Mmm... Du hast eine sehr schöne DIC, sieht viel besser aus wie meine DIC. Viel kontrastreicher.  :-\

Ich denke nicht dass es sich um Heterophrys fockei handelt. Dieses Heliozoon hat sehr feine und lange Nadel in die Schleimhülle. Deine haben bacterien in die Schleimhülle. Die sehr scharfe Bilder zeigen die L-förmige Spicula sehr deutlich. Recht sicher kann man nur sein mit eine Elektronenmikroskopische Aufnahme, leider! Ich denk dass es Pterocystis (Acanthocystis) erinaceoides ist.
Weil die abgebildeten Heliozoen einander sehr ähnlich sind, könnte es vielleicht um dieselbe Art handeln. Leider ist so wenig bekannt von ihre Lebensweise. Dieses Wochenende habe ich sehr viel gleichartige Heliozoen gesehen mit eine dicke Schleimhülle. Es würde interessant sein zu beobachten wie sie sich entwickeln. Ich habe oft beobachtet dass Heliozoa Spicula von andere Arten raubten.

Viele Grüße,

Ferry
www.arcella.nl
www.natuurfotografie.info

Monsti

Hallo Martin,

so herrliche Bilder werde ich mit meiner bescheidenen Ausrüstung sicherlich nie schaffen, deshalb freue ich mich um so mehr, sie hier bewundern zu können. Zudem finde ich solche Bilder für Vergleichszwecke genial.

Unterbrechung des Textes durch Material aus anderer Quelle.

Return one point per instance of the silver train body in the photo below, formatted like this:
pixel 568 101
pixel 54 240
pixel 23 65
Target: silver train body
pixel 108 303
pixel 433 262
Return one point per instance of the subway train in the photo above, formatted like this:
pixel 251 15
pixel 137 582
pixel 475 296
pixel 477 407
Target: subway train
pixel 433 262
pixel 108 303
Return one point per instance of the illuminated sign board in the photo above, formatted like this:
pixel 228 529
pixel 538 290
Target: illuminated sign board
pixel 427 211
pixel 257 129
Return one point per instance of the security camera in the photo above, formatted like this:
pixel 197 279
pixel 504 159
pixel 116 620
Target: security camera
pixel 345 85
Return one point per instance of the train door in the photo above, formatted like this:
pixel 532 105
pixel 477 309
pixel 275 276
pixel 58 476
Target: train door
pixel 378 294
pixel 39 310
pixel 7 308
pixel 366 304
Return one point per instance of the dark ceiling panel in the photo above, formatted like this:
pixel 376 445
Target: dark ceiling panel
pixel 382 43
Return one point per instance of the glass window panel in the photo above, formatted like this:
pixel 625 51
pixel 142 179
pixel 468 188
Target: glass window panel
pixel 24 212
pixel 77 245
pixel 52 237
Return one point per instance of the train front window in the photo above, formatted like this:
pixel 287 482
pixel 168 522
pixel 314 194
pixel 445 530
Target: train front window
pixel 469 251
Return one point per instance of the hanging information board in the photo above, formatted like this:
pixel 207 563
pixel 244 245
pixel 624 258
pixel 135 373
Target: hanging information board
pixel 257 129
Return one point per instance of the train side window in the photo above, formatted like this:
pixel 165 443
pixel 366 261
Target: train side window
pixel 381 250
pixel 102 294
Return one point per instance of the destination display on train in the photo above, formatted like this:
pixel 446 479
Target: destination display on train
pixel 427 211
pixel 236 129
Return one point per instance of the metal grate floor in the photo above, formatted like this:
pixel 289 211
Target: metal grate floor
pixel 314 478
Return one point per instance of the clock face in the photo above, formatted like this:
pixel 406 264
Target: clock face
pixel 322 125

Dankeschön und liebe Grüße

Angie

Martin Kreutz

#3
Hi Ferry,

das es sich hier nur um eine Art handeln könnte, ist eine interessante Variante, die ich bisher noch nicht in Erwägung gezogen habe. Ich weiß, dass viele Heliozoen die Spicula von anderen Heliozoen "stehlen" und einlagern. Aber das dies zu so unterschiedlichen Erscheinungsformen führt, war mir nicht bekannt. Ich habe bisher alles für Acanthocystis gehalten, welches einen eng anliegenden "Schuppenpanzer" besitzt, der nicht die Axopodien hinaufreicht (das wäre dann Raphidiophrys). Ich glaube diese Anordnung in den zwei linken Exemplaren in der ersten Aufnahme zu erkennen. Das es sich bei den beiden rechten Exemplaren nicht um Heterophrys fockei handelt, fällt mir schwer zu glauben, da ich keine Alternative kenne. Ich habe im folgenden nochmal meine Argumente zusammengestellt und vergleiche die Art H. fockei mit der im Simmelried sehr häufigen Art Heterophrys myriopoda, welche bestimmte Gattungsmerkmale aufweisen.

Hier nochmal ein Foto von 2 Exemplaren Heterophrys fockei, welche aus der gleichen Probe stammen, wie die gezeigten Exemplare oben im thread. Ich meine, hier einige typische Merkmale erkennen zu können:

- der Zellkern (ZK) liegt asymmetrisch
- mehrere kontraktile Vakuolen (KV)
- unregelmäßiger Umriss, die KV's bilden "Beulen"
- Durchmesser 20 µm (mittel für H. fockei 15-22 µm)
- keine Zoochlorellen
- grünliche Nahrungseinschlüsse
- Eine kleine Lücke zwischen Plasma und Schleimschicht



Ich muss jedoch zugeben, dass die gezeigten Exemplare keine radiär angeordneten Nadeln in der Schleimschicht aufweisen. Diese sind eher "gestreut" angeordnet. Ich glaube jedoch nicht, dass es sich um Bakterien handelt (zu dünn).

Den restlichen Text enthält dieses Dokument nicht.